Benn Venn makes the Charlie 802 in 2 MB and 4 MB, ranging from $20-$28 depending on configuration. Although, it’s currently out of stock and it may be a little while before it’s back in stock.

The Game Boy Blaster, only compatible with the RetroBlaster Programmer, comes in 4 options: 1 MB, 2 MB, 4 MB and 8 MB ranging from $20 to $22 (Cartridge Shell not included) depending on configuration. Something to note is that 8 MB is bigger than any GB Studio game can be at the time of writing this article.

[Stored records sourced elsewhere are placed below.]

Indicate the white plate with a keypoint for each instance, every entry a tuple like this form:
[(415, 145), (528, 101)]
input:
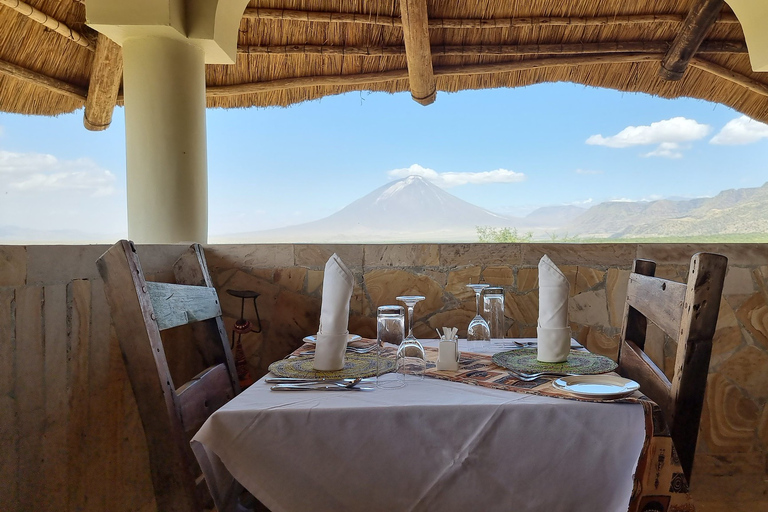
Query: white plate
[(597, 386), (350, 338)]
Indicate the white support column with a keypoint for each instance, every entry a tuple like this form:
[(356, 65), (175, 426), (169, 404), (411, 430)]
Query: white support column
[(167, 168), (166, 44)]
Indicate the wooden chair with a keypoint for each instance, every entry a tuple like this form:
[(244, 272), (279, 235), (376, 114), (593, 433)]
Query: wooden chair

Then there’s the final choice: a bootleg gameboy game from somewhere like AliExpress or eBay. They come in at between $2 and $10, and the Joey JR and GBxCart both can refalsh these, but you get what you pay for. The shell’s are often poorly made and the PCB isn’t of the highest quality. They often don’t come with save batteries and they might even arrive faulty.

Final Notes

Hopefully, this helps you make some choices on what route you would like to go in getting your GB Studio game onto actual hardware. I haven’t mentioned any clone carts or flashers because they just aren’t worth it. All the devs of the hardware above are active in the community, actively support their tools and have done the hard work to bring you great and useful products. By buying their products, you provide them with more opportunities to bring more to the community as a whole.